А, собственно, почему? Сам он успешен, про него даже сплетничают в кулуарах, что он баснословно богат. Все книги его печатаются, по его сценариям снимают фильмы. Но пишется и пишется тайный дневник. Который уже после смерти автора сильно бабахнет. (Говорят, что он и умер с ним: вычитывал рукопись «Дневника», читал-читал, заснул и больше не проснулся).

А то, что Нагибин не рассказал в своем дневнике, дораскажут другие.

Аксенов в своей «Таинственной страсти» опишет, как не названный по фамилии Нагибин внезапно вернется домой и обнаружит свою Нэллу, в другом варианте Аххо (видите, две буквы всегда сохраняются) в компании двух, как сам этот удвоенный согласный звук, женщин.
«Он открыл своим ключом дверь, шагнул внутрь и тут же вылетел обратно на лестничную клетку… Чрезмерные духи, чрезмерный кофе, чрезмерный никотин, чрезмерный коньяк… Он достиг гостиной и игриво позвал: «Аххо!». Ответом было молчание, слегка нарушаемое волнующим женским храпцом. Он шагнул в спальню и остолбенел. На супружеской кровати в живописных позах возлежали три женских тела. Члены их переплелись. Власы их простирались по подушкам, будто разбросанные ураганом любви. Взревев, он понесся по спальне, с грохотом отбрасывая предметы мебели и с треском распахивая окна. «Убирайтесь из моего трудового дома, убирайтесь навсегда! Нэлка, [цензурный пропуск], [цензурный пропуск], чесотка, развратом своим и лесбиянством ты осквернила свой великий талант. Вон из моего дома!» Он распахнул все двери и долго выбрасывал на лестничную площадку всякий одежный хлам».

В общем, таблоид «Жизнь».

Вам, наверное, интересно, чем закончился рассказ про утопление котят?

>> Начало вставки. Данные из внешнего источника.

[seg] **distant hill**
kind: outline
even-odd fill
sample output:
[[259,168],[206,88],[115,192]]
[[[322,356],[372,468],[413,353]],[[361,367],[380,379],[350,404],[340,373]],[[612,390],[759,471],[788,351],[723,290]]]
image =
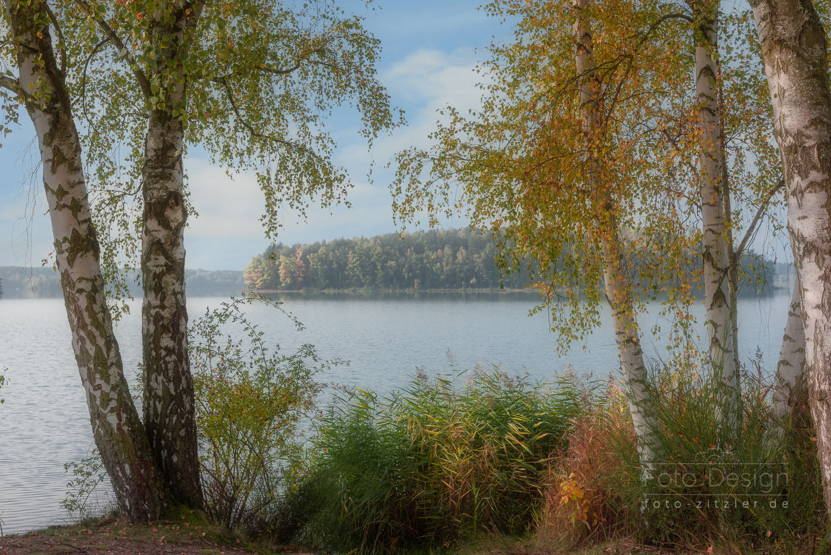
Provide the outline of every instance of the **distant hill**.
[[[239,292],[244,288],[242,270],[184,270],[188,292],[201,294]],[[130,293],[141,296],[141,286],[130,282]],[[51,268],[0,266],[0,295],[7,297],[57,297],[61,294],[61,278]]]
[[[251,289],[263,292],[467,291],[493,290],[500,285],[519,289],[531,282],[525,263],[519,272],[500,275],[498,256],[499,247],[490,233],[470,228],[416,231],[406,233],[404,240],[393,233],[291,246],[281,243],[251,260],[245,268],[245,282]],[[691,260],[688,270],[701,268],[700,258],[691,256]],[[786,288],[789,272],[785,264],[747,253],[740,260],[740,294],[767,295],[774,288]]]

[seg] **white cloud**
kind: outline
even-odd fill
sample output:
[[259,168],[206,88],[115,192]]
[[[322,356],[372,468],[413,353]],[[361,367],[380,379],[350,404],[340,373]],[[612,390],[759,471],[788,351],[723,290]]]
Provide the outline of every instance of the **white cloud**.
[[[466,113],[479,106],[481,91],[476,83],[479,76],[472,71],[475,62],[472,48],[450,53],[417,50],[383,70],[381,82],[393,102],[407,110],[409,125],[396,130],[391,136],[380,137],[371,153],[353,125],[341,125],[335,137],[339,145],[335,161],[349,170],[355,183],[348,196],[352,208],[336,206],[330,211],[312,205],[305,222],[286,209],[281,214],[284,228],[279,240],[290,244],[394,231],[388,189],[393,172],[382,166],[401,149],[429,145],[427,135],[435,129],[436,110],[450,105]],[[354,114],[352,120],[356,120]],[[23,135],[25,130],[21,130]],[[366,173],[373,158],[376,167],[371,184]],[[7,159],[2,165],[10,170],[13,165]],[[242,173],[232,179],[224,169],[211,166],[203,158],[188,158],[185,165],[191,202],[199,213],[189,220],[185,231],[187,266],[241,269],[268,243],[259,222],[264,197],[256,178]],[[18,177],[13,183],[7,181],[0,191],[0,264],[26,264],[29,260],[37,264],[51,250],[49,219],[43,215],[45,205],[41,204],[31,220],[31,229],[21,227],[18,219],[26,211],[27,200],[13,190],[24,174],[19,159],[17,166],[13,174]],[[447,223],[465,225],[464,222]]]

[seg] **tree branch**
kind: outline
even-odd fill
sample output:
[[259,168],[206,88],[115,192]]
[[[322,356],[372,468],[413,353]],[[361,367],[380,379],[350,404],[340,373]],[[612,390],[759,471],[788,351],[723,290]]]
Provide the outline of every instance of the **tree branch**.
[[735,260],[733,262],[734,264],[739,263],[739,258],[741,258],[741,254],[745,251],[745,247],[747,246],[747,243],[750,241],[750,236],[753,234],[756,225],[759,223],[760,220],[761,220],[762,216],[765,215],[765,209],[768,207],[768,204],[770,204],[770,199],[783,187],[784,187],[784,176],[779,178],[779,183],[777,183],[773,189],[768,191],[767,198],[765,198],[762,204],[760,204],[759,209],[756,210],[756,215],[753,217],[753,221],[750,222],[750,227],[747,228],[745,237],[742,238],[741,243],[739,243],[739,248],[735,249]]
[[[84,62],[84,71],[81,74],[81,111],[85,115],[86,114],[86,66],[89,66],[90,61],[92,60],[93,56],[98,52],[98,49],[103,47],[105,44],[110,42],[110,37],[106,37],[103,41],[96,44],[92,47],[92,52],[90,55],[86,56],[86,61]],[[89,121],[89,118],[87,118]]]
[[20,81],[17,77],[10,77],[7,75],[0,75],[0,86],[7,89],[16,95],[22,94],[20,87]]
[[241,124],[243,124],[243,125],[247,130],[248,130],[248,131],[251,133],[251,135],[253,135],[255,137],[259,137],[260,139],[264,139],[266,140],[270,140],[270,141],[278,143],[279,145],[283,145],[283,146],[285,146],[285,147],[287,147],[287,148],[288,148],[288,149],[290,149],[292,150],[296,150],[297,152],[301,152],[301,153],[302,153],[302,154],[304,154],[304,155],[306,155],[307,156],[311,156],[311,157],[315,158],[315,159],[317,159],[318,160],[322,160],[322,159],[320,157],[320,155],[317,152],[314,152],[313,150],[312,150],[310,149],[307,149],[305,146],[301,146],[299,145],[295,145],[294,143],[293,143],[293,142],[291,142],[289,140],[286,140],[284,139],[280,139],[280,138],[275,137],[274,135],[263,135],[263,133],[260,133],[259,131],[258,131],[257,130],[255,130],[253,128],[253,126],[250,123],[248,123],[248,121],[245,120],[245,118],[243,118],[242,113],[240,113],[239,108],[237,106],[237,103],[234,101],[234,93],[231,91],[231,87],[229,86],[226,79],[224,77],[215,77],[212,81],[214,81],[214,82],[215,82],[215,83],[219,83],[219,85],[221,85],[225,89],[225,93],[228,95],[228,101],[229,101],[229,102],[231,103],[231,108],[234,109],[234,113],[236,114],[237,118],[239,120],[239,122]]
[[49,7],[49,2],[44,2],[43,7],[47,11],[47,15],[49,16],[49,21],[52,22],[52,25],[55,26],[55,32],[57,33],[57,37],[61,41],[61,47],[59,49],[61,52],[61,72],[66,75],[66,44],[63,41],[63,32],[61,31],[61,26],[58,25],[57,17],[55,17],[55,13]]
[[263,66],[263,67],[258,67],[258,69],[259,71],[265,71],[267,73],[273,73],[275,75],[287,75],[298,69],[300,66],[302,64],[303,61],[308,60],[308,57],[312,54],[316,53],[319,54],[321,52],[326,52],[326,47],[321,47],[319,48],[315,48],[314,50],[306,52],[305,54],[298,56],[297,63],[294,64],[293,67],[289,67],[288,69],[278,70],[278,69],[274,69],[273,67],[269,67],[268,66]]
[[[91,8],[90,8],[90,5],[86,3],[86,2],[81,2],[81,3],[83,5],[84,9],[87,12],[87,13],[95,17],[95,13],[92,12]],[[110,41],[116,45],[116,47],[118,48],[119,54],[121,55],[121,52],[124,52],[124,59],[127,61],[128,64],[130,64],[130,71],[133,72],[133,75],[135,76],[135,80],[139,81],[139,86],[141,88],[141,92],[145,94],[145,98],[150,98],[152,96],[153,92],[150,90],[150,80],[147,78],[147,76],[145,75],[144,71],[139,69],[139,65],[135,61],[135,58],[134,58],[133,55],[130,53],[129,50],[127,50],[127,47],[118,36],[118,33],[116,33],[115,30],[110,27],[109,23],[104,21],[103,18],[96,17],[96,22],[104,32],[104,34],[106,35],[107,38],[109,38]]]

Солдат пришел со своим мешком за котятами, попросил выпить, обрадовался водке («эх, до чего же хорошо пшеничное вино!»), встряхнул мешок и посмотрел на всех так радостно, и светло, и довольно, что всем показалось, что топить котят – это «нужное и веселое дело, способствующее общему радостному порядку жизни».
Но пока он пьет и балагурит, кошка ходит, трется возле него, а потом и вовсе начинает кормить своих детенышей, довольно жмурясь и урча. Скоро котята напьются, отвалятся от теплых сосцов, как сытые бочонки, заснут.
– Пусть попьют напоследок из матери, – добрым голосом говорит солдат, пока процесс еще идет. – И мы выпьем.

Но что-то случается с ним. Какая-то таинственная перемена. Может, водка горька? Может, жизнь тяжела? Может, кошка слишком громко урчит?

Солдат вдруг встает шатко и резко, выплескивает себе в рот остатки водки, лезет в карман брюк, достает оттуда трясущейся рукой смятые рубли (гонорар), бросает их на стол и говорит: «Трояка не хватает. Ладно, за мной не пропадет, отработаю. А котят сами топите, душа из вас вон!». И уходит со двора, приволакивая негнущуюся ногу и покачиваясь.

В общем, котят не утопили.
Котята не тонут.
Как Гэлла, Нэлла, Аххо и сам Нагибин.
Утопить наших котят нельзя. Всех не перетопите.